Ultimately most of what farmers produce is determined by what consumers choose to buy. While prices are bound to remain a major influence on the demand for food, consumers’ choices are becoming increasingly shaped by their knowledge of the negative environmental impact of certain food production systems (forest destruction to produce palm oil or for livestock grazing); the prevalence of harsh labour conditions in the food chain (fair trade, human rights); adverse nutritional and health impacts (pesticide and hormone residues, excess carbohydrates including sugar and fats, excess red meat consumption); and animal welfare. There is growing respect for the moral concept of kinship between humans and animals and hence for vegan diets which is reflected in a growth in the number of people adhering to the celebration of ‘Veganuary’ to over 500,000 this year.
This book provides ample evidence that changes in these directions are gathering pace, driven mainly by farmers and consumers acting in their own interest while also creating important public benefits – for instance through reducing the pace of climate change through raising levels of carbon storage in farmed soils, and by improving the quality of the human diet, thereby reducing the pressure imposed by nutrition-related illnesses on public sector health services. If taken seriously by the governments that all subscribe to them, the Sustainable Development Goals provide an admirable framework for embarking on policies that would greatly accelerate these largely spontaneous processes of desirable change. But, as the Kassam’s argue, this will only come about through a decentralisation of power in food systems management that puts producers and consumers, rather than corporate interests, in the driving seat.

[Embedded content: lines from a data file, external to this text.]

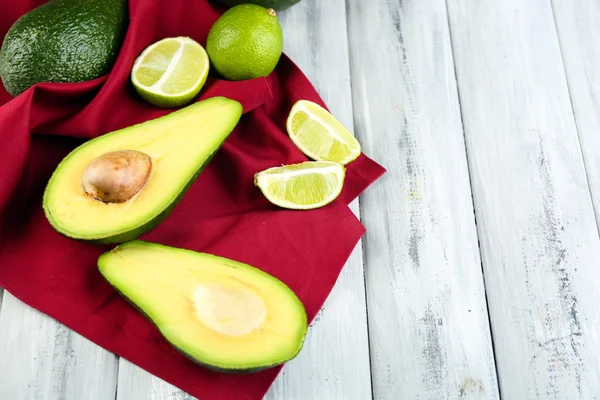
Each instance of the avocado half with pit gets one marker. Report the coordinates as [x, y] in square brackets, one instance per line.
[220, 313]
[118, 186]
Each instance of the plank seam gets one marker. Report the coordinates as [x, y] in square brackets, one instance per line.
[460, 106]
[360, 206]
[575, 123]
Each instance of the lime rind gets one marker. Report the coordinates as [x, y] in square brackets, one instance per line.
[341, 135]
[153, 94]
[264, 181]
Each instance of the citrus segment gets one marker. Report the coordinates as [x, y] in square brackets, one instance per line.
[319, 135]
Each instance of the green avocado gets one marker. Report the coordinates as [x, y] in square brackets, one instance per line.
[223, 314]
[63, 41]
[277, 5]
[120, 185]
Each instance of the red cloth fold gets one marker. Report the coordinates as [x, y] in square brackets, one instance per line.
[222, 213]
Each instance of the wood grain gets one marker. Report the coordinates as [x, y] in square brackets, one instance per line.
[42, 359]
[428, 322]
[539, 242]
[334, 363]
[578, 32]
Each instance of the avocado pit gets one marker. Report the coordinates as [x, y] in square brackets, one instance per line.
[229, 311]
[117, 176]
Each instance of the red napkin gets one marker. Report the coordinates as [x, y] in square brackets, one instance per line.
[223, 213]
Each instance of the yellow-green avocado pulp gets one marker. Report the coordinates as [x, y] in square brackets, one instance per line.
[220, 313]
[180, 145]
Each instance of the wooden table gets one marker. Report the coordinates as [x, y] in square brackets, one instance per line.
[478, 277]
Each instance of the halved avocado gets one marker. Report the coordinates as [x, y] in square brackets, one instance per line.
[220, 313]
[120, 185]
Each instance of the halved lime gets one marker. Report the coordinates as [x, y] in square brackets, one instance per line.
[319, 135]
[303, 186]
[170, 72]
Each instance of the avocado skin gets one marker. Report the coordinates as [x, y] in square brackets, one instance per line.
[137, 232]
[277, 5]
[211, 367]
[63, 41]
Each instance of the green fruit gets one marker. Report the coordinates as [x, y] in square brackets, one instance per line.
[220, 313]
[62, 41]
[120, 185]
[245, 42]
[278, 5]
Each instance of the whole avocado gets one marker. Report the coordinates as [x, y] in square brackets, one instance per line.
[277, 5]
[63, 41]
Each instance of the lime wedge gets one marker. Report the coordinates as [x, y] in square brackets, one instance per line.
[319, 135]
[304, 186]
[170, 72]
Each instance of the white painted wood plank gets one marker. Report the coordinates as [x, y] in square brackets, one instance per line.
[579, 34]
[428, 323]
[43, 360]
[334, 363]
[539, 242]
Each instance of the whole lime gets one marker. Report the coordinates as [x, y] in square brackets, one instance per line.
[245, 42]
[275, 4]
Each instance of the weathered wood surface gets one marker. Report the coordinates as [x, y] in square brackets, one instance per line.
[41, 359]
[334, 363]
[428, 323]
[578, 27]
[539, 241]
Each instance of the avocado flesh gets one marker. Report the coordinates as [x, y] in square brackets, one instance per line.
[220, 313]
[63, 41]
[180, 145]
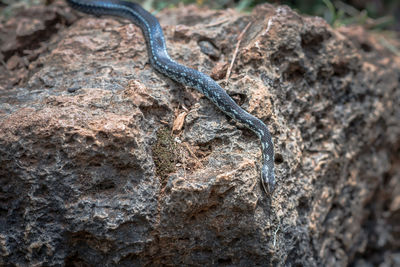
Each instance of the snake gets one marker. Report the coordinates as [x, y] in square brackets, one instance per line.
[161, 61]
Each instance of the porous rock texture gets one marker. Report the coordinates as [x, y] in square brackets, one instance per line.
[105, 162]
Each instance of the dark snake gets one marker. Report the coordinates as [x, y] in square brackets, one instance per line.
[161, 61]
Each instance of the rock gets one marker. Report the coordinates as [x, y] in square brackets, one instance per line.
[92, 174]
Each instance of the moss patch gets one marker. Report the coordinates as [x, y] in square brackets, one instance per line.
[165, 153]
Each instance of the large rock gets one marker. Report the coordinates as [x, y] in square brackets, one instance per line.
[104, 161]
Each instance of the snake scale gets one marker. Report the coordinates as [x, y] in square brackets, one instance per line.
[161, 61]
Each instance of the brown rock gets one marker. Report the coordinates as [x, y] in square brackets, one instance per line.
[80, 184]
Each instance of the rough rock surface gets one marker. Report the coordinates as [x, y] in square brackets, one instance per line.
[104, 161]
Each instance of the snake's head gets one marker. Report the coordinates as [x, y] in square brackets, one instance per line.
[267, 179]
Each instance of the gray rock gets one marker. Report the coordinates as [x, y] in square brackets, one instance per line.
[95, 176]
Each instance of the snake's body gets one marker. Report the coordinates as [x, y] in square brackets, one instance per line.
[161, 61]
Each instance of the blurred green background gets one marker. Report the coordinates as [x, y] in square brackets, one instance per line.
[373, 14]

The editors conclude by bringing together these ways forward, along with others suggested in the book, in the framework of ‘inclusive responsibility’. This framework summarises the paradigm shift that is needed for a just and sustainable food and agriculture system. They suggest Conservation Agriculture based Veganic Agroecology as one example of an alternative, inclusively responsible, food and agriculture paradigm.
Just as the Conservation Agriculture Community of Practice (CA-CoP) which is moderated by Amir Kassam, has done much to promote CA around the world by sharing knowledge and relevant information between CA practitioners and supportive institutions, perhaps the ‘inclusive responsibility’ website that underpins this book could serve as a foundation on which to construct the emergence of a movement for nudging forward the processes of change towards a truly sustainable global food system.